It might seem rather benign – perhaps an idea about how to do something more efficiently. Or it might feel a little risky – some feedback for a colleague whose behaviour is having negative consequences. Or it might be about malpractice. It could even be a matter of life or death.

Wherever you are on this spectrum, if you’re thinking about speaking up, it pays to consider five key questions that we uncovered through our years of research, described in our new book ‘Speak Up; Say what needs to be said and hear what needs to be heard’ (FT Publishing 2019). We call these questions the TRUTH framework.
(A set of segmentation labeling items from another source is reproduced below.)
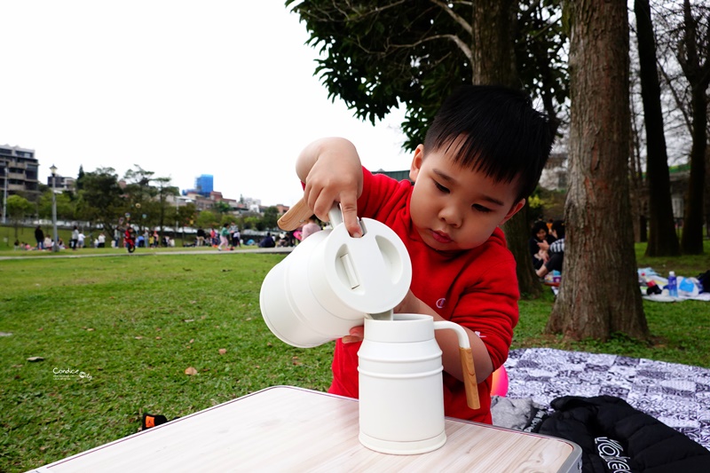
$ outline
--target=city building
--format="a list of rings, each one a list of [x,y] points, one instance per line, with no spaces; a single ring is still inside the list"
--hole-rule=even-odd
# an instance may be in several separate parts
[[[209,197],[214,191],[214,177],[211,174],[202,174],[194,180],[194,188],[200,195]]]
[[[76,179],[74,177],[65,177],[64,176],[59,176],[59,174],[54,177],[54,188],[58,192],[65,192],[65,191],[72,191],[75,192],[76,190]],[[51,187],[51,175],[47,176],[47,185]]]
[[[195,177],[194,189],[184,189],[182,194],[188,195],[201,195],[202,197],[211,198],[211,193],[215,190],[214,177],[211,174],[202,174]]]
[[[29,201],[39,196],[39,162],[35,150],[0,146],[0,189]]]

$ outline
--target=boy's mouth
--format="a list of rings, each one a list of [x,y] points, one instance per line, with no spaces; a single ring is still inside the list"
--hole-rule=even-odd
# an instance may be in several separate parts
[[[454,241],[451,239],[451,237],[447,233],[445,233],[444,232],[435,232],[435,231],[432,230],[431,231],[431,236],[432,236],[432,238],[434,240],[436,240],[439,243],[445,243],[446,244],[446,243],[451,243],[452,241]]]

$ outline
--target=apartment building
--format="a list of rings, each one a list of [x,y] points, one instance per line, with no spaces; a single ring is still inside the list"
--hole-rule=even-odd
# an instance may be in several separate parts
[[[38,173],[34,149],[0,145],[0,190],[35,201],[39,196]]]

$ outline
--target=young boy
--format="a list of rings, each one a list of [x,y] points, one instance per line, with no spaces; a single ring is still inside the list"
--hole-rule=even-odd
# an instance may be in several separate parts
[[[429,314],[466,328],[481,407],[466,406],[455,334],[438,330],[446,415],[491,423],[491,374],[508,358],[519,296],[515,260],[498,226],[525,205],[553,140],[549,120],[524,93],[465,86],[444,102],[414,150],[414,185],[371,174],[343,138],[315,141],[298,157],[304,200],[319,218],[327,220],[340,202],[351,236],[362,235],[357,217],[367,217],[404,241],[412,284],[395,312]],[[358,397],[362,335],[359,327],[336,342],[328,392]]]

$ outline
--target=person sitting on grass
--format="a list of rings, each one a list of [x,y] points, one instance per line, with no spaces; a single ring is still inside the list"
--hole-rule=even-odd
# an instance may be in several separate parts
[[[556,240],[550,244],[540,244],[540,252],[544,254],[545,263],[535,270],[535,274],[539,278],[544,278],[553,271],[562,273],[562,263],[564,259],[564,222],[562,220],[553,222],[550,233]]]
[[[519,297],[516,262],[499,225],[525,205],[554,137],[551,121],[525,93],[462,86],[416,146],[409,170],[414,184],[372,174],[344,138],[314,141],[297,158],[304,200],[319,218],[327,221],[339,202],[352,237],[362,235],[359,217],[384,223],[404,241],[412,284],[395,313],[429,314],[468,333],[481,406],[467,406],[457,338],[439,330],[446,415],[492,422],[491,374],[508,358]],[[357,327],[336,341],[328,392],[358,397],[363,332]]]

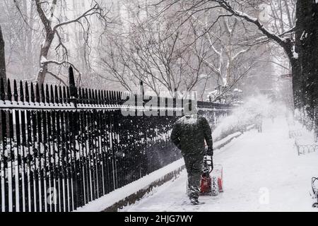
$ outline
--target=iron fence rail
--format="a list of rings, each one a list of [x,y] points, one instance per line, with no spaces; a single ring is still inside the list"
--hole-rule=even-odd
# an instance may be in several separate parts
[[[181,157],[169,137],[175,100],[171,109],[158,98],[165,105],[155,110],[167,114],[146,117],[152,97],[143,95],[124,117],[140,95],[77,88],[72,76],[69,87],[14,81],[13,92],[0,81],[0,211],[72,211]],[[230,109],[199,105],[217,109],[212,121]]]

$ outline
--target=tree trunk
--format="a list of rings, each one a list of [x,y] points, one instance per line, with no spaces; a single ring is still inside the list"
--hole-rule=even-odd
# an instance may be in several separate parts
[[[47,63],[45,61],[49,56],[49,48],[54,37],[54,32],[47,32],[47,37],[40,52],[40,71],[37,74],[37,83],[40,85],[44,83],[45,75],[47,73]]]
[[[296,17],[295,51],[299,59],[294,93],[301,93],[298,107],[305,108],[314,119],[318,104],[318,4],[314,0],[298,0]]]
[[[0,25],[0,78],[3,78],[4,83],[6,81],[6,58],[4,54],[4,40],[2,36],[2,30]]]

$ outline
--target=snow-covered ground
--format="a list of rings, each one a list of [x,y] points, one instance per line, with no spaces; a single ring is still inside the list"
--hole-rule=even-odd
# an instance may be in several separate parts
[[[184,171],[122,211],[317,211],[310,196],[310,179],[318,176],[318,153],[298,156],[284,118],[265,119],[263,133],[245,133],[216,151],[223,166],[223,194],[203,196],[191,206]]]

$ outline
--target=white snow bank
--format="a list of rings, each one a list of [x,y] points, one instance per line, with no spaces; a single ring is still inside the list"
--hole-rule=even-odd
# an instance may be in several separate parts
[[[213,148],[214,149],[220,149],[220,148],[223,148],[225,144],[230,142],[232,139],[239,137],[242,135],[242,133],[237,132],[233,134],[229,135],[225,138],[220,140],[218,141],[213,143]]]
[[[318,211],[312,208],[312,177],[318,176],[318,153],[298,156],[281,117],[266,119],[263,133],[252,130],[214,155],[223,167],[224,193],[200,196],[189,204],[187,173],[156,188],[152,196],[123,211]]]
[[[83,207],[78,208],[76,212],[100,212],[129,196],[147,188],[151,183],[162,179],[166,174],[177,170],[184,165],[182,159],[177,160],[163,168],[156,170],[139,180],[116,189],[104,196],[95,200]]]

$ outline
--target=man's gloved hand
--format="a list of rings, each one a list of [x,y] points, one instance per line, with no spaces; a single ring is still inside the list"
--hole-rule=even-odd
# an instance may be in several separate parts
[[[213,148],[208,148],[208,151],[206,152],[207,155],[210,155],[211,157],[213,156]]]

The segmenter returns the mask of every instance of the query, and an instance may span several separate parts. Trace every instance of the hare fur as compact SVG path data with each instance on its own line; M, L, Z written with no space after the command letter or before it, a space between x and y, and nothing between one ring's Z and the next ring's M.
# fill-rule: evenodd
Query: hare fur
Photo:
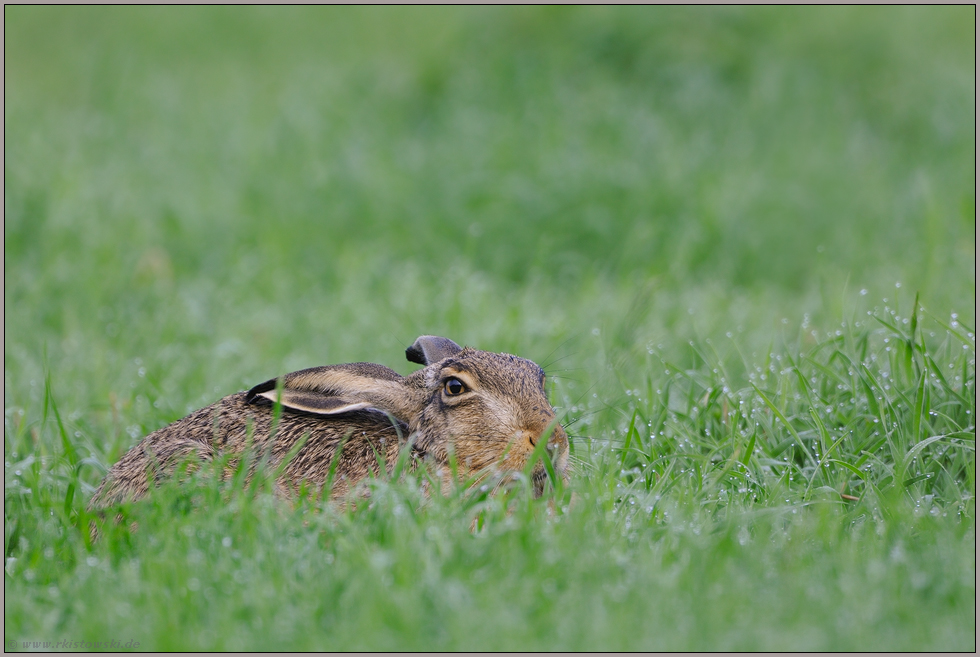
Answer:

Working through them carefully can help you speak up – and be heard:

  1. How much do you TRUST the value of your opinion?

Many of us suffer from imposter syndrome – a nagging voice that tells us that we are about to be found out any minute and we’ll never succeed in speaking up as well as others would. A partner-in-crime of the imposter voice is the inner critic who tell us that we really aren’t very good at this sort of thing, we should be better and that we’re bound to muck it up. The volume control on these voices can get out of hand. We need to be able to see the voices for what they are – just voices and not reality. We must choose, on occasion, to trust ourselves.

  1. What are the RISKS involved when you speak up?

Our research shows the top two reasons we are afraid to speak up are firstly, we worry that we will be perceived negatively and secondly, we don’t want to upset the other person. We want to belong and be accepted and we often fear speaking up will lead to being rejected. Although that may be a valid concern, too often we catastrophise. Too often we forget to also deeply consider the risks of NOT speaking up. We can feel safer if we speak up with others – the #MeToo campaign is a good example. And advice from coaches, mentors and friends can help us to consider, plan, rehearse and mitigate the risks.

  1. Do you UNDERSTAND the politics at play?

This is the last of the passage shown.